One thing you will notice as universal in these industrial backwaters is that ferals are everywhere.
Feral cats, that is.
These days, you really don’t see packs of dogs roaming about. When your humble narrator was a boy and roaming about in the hinterlands of Flatlands and Canarsie, it was not uncommon to witness 10 to 20 dogs of dissimilar breeds shambling about and scavenging.
Some were escaped or abandoned pets, but most were the product of wild miscegenation, rough in appearance and demeanor. These critters were dangerous, and more than one kid from my neighborhood can share tales of being chased and masticated upon by them.
These days, cats are observed as being the dominant feral animal.
Another thing you’ll notice is that laborers in the neighborhood look after these creatures, creating shelters out of plastic crates and depositing large quantities of food for them. This, unfortunately, provides fuel to the fire, and promulgates an unsustainable birth rate for a domesticated specie gone wild. Ultimately, these are just house cats, darting along amongst truck tires and rail tracks.

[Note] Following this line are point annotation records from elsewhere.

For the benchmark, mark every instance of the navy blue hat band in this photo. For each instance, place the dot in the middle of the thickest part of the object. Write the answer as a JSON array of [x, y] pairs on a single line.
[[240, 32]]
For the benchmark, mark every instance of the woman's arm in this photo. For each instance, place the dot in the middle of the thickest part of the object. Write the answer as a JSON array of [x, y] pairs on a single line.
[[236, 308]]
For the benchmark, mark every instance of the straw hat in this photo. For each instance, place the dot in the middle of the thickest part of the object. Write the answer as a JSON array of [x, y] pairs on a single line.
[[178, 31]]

There are only so many birds and rats that can be caught under normal circumstances in industrial Queens, and without their tenders, life can get pretty grim for these kitties here in the Empty Corridor.
Groups like those found at neighborhoodcats.org offer “Trap-Neuter-Return” services, and all around the Newtown Creek, one observes cat shelters they’ve erected. Hopefully, the organization will find its way to 50th avenue, here in the Empty Corridor.
Newtown Creek Alliance Historian Mitch Waxman lives in Astoria and blogs at Newtown Pentacle.
For what it’s worth, the eastern and western sections of 50th Avenue in Long Island City have never been connected. The LIRR tracks always kept them separate, and they never had a bridge, unlike 49th Avenue.